Repartir de zéro pour qu'après les larmes, revienne la chaleur d'un sourire.

Vêtue d'un imperméable jaune qui rappelle ceux des Bretons, Solange, notre concierge et propriétaire, fait son entrée dans la cour. Elle dégage sa capuche de sa tête et s'empresse de recoiffer ses courts cheveux rouges.

— Eh beh ! Quel temps de chiotte, soupire-t-elle en secouant son parapluie pour le débarrasser de ses gouttes.

J'acquiesce, sans pour autant valider son mécontentement.

— T'as prévu de sortir, trésor ? s'enquiert-elle, grimaçante. Je t'aurais bien déposée, mais cette satanée bagnole est encore chez le mécano. Elle m'a lâchée hier. J'avais dit à mon frère qu'elle couinait dans les virages, il a pas voulu me croire, bah r'garde le tableau !

Elle continue de baragouiner tout en chassant les feuilles mortes qui jonchent les dalles avec son balai. Solange est la mascotte de notre immeuble, en plus d'être connue comme le loup blanc dans Calfort. Meneuse de revue à la retraite, elle ne rechigne jamais à nous raconter l'époque glorieuse durant laquelle elle était la tête d'affiche de nombreux cabarets. Gaston, son mari, a longtemps été sous les soins de ma mère quand cette dernière était encore aide-soignante.

— Tu reviens d'où ?

— De la maison de retraite, déclare-t-elle comme une évidence. Mais j'y retourne en fin d'après-midi. On est mercredi, ton frère vient jouer pour les petits vieux, ça va swinguer ! Mon Gaston ne louperait ça pour rien au monde.

J'esquisse un sourire attendri rien que d'imaginer la scène.

— Et toi, tu vas où, bichette ?

— Voir maman.

Solange repose son balai contre la porte du cagibi et s'avance vers moi.

— Oh... Je suis allée lui rendre visite, hier, dit-elle. Elle est plus aussi causante qu'avant, mais je pense que ça lui a fait plaisir de papoter un peu avec moi. Bon, tu me connais, j'ai fait la conversation pour deux !

Elle rit et enclenche son briquet pour allumer la cigarette qu'elle tient entre ses fines lèvres maquillées. Aussitôt, elle balaye la fumée avec sa main, comme pour m'épargner des dommages de son vice.

— Ouais. Ça dépend des jours.
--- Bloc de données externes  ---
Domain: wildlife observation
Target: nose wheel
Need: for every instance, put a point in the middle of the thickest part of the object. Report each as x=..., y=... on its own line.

Parfois, elle débite comme un moulin à paroles et parfois, c'est le silence radio, réponds-je dans un haussement d'épaules.

Toutes les matinées qui précèdent mes visites sont en proie au stress. J'ignore comment je vais trouver ma mère, si elle va daigner m'écouter, prendre soin d'elle ou parler d'autre chose que de ses histoires tragiques. C'est sûrement pour cette raison que je suis encore là, au milieu de la cour, à défaut d'être en chemin.

— Au fait, pendant que je te tiens, s'écrit ma concierge en m'agrippant le poignet. Vous fumez dans l'appartement ? Les nouveaux se sont plaints d'une odeur de cannabis dans le couloir.

— Hein ? Ah non impossible... Sauf si... Je fais souvent brûler de l'encens ou des branches de sauge, mais...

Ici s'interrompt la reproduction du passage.